Pada penelitian menggunakan hewan, retrosine dapat menyebabkan induksi tumor. Tumor ini
berkembang di hati, paru-paru, kandung kemih, kulit, otak, tulang belakang, pankreas, dan saluran
gastrointestinal. Jenis- jenis PA yang dapat menyebabkan efek-efek tersebut adalah heliotridine-,
retronecine-, dan otonecine-. Mekanisme pembentukan tumor ini diawali dengan DNA adduct
dalam bentuk DHPA. Di samping pembentukan DHPA, komponen ini juga dapat bereaksi dengan
protein dan menyebabkan ikatan silang DNA, sister chromatid exchange, dan chromosomal
abberations. Selanjutnya, PA juga dapat menyebabkan kanker kulit karena dapat mengarah pada
photosensitization pada hewan. Phylloerythin, turunan dari klorofil yang rusak oleh
mikroorganisme, yang terdapat di seluran gastrointestinal akan melewati sirkulasi dan
diekskresikan oleh hati menuju empedu. Hati yang rusak karena PA tidak dapat mengeliminasi
phylloerythrin sehingga senyawa ini terakumulasi di darah dan kulit.

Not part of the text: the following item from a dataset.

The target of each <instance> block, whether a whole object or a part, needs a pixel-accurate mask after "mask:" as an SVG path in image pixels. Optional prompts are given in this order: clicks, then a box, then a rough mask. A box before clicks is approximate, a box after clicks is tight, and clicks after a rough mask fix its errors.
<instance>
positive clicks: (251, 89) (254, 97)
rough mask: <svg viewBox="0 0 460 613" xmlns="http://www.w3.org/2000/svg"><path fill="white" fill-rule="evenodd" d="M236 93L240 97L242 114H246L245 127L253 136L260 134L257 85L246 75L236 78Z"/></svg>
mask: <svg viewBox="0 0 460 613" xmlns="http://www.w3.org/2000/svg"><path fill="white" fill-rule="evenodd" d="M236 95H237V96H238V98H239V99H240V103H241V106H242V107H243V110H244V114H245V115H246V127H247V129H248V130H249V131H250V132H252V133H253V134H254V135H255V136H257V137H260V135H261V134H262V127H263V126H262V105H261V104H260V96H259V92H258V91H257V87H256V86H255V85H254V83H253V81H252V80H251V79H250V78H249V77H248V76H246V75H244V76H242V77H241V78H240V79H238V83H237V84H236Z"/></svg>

Phylloerythrin yang terpapar
sinar matahari akan menghasilkan metabolit yang dapat menyebabkan oxidative stress dan lipid
peroxidation pada jaringan kulit dan akan menyebabkan pembentukan tumor. Metabolisme hati
manusia hampir sama dengan hewan pengerat termasuk DNA adduct. Pada hewan pengerat, PA
menginduksi tumor hati melalui DNA adduct tersebut, sehingga dapat dikatakan bahwa PA dapat
bersifat genotoxic dan tumorigenic pada manusia. National Toxicology Program di Amerika
Serikat telah menyebutkan bahwa PA diantisipasi sebagai karsinogen pada manusia. Penyakit-
penyakit yang dapat ditimbulkan PA seperti kanker, pulmonary hipertension, anomali bawaan, dan
penyakit hati.
Keracunan PA telah menjadi masalah kesehatan publik. Beberapa negara telah membuat regulasi
mengenai PA dalam pangan. Food and Drug Administration Amerika Serikat melarang tanaman
comfrey yang mengandung PA dari pasaran. The German Federal Department of Health
memperketat penggunaan dengan level penggunaan 1µg/ hari. Apabila digunakan dalam jangka
waktu yang panjang maka batas tiap hari dikurangi menjadi 0.1µg. Regulasi lain juga menetapkan
adanya label pada produk yang mengandung PA yang mencantumkan larangan konsumsi bagi ibu
yang mengandung dan menyusui. European Food Safety Authority (EFSA) menetapkan bahwa
konsumsi PA dapat menginduksi VOD dan memiliki efek karsinogenik pada hewan pengerat. Pada
tahun 2011, EFSA juga menetapkan tidak ada tolerable daily intake untuk PA. The European
Medicines Agency juga menyebutkan bahwa berdasarkan pertimbangan toksikologi, maximum
daily intake yang direkomendasikan untuk PA adalah 0.35µg PA/ hari untuk orang dengan berat
badan 50 kg dan untuk paparan yang berlangsung lama. Austria mengeluarkan semua produk yang
mengandung PA dari pasaran. Belanda menetapkan bahwa batasan PA dalam produk akhir dari
bahan pangan, herbal, dan ekstrak tanaman adalah 1µg/kg atau 1 µg/ L.

Daftar Pustaka

Moreira, R., Pereira, D., Valentao, P., & Andrade, P. (2018). Pyrrolizidine Alkaloids: Chemistry,
Pharmacology, Toxicology and Food Safety. International Journal of Molecular Sciences.
Ozansoy, G., & Kuplulu, O. (2017). Importance of Pyrrolizidine Alkaloids in Bee Products.
Mellifera, 1-8.
Wiedenfeld, H. (2011). Plants containing Pyrrolizidine Alkaloids - Toxicity and Problems. Food
Additives and Contaminants, 282-292.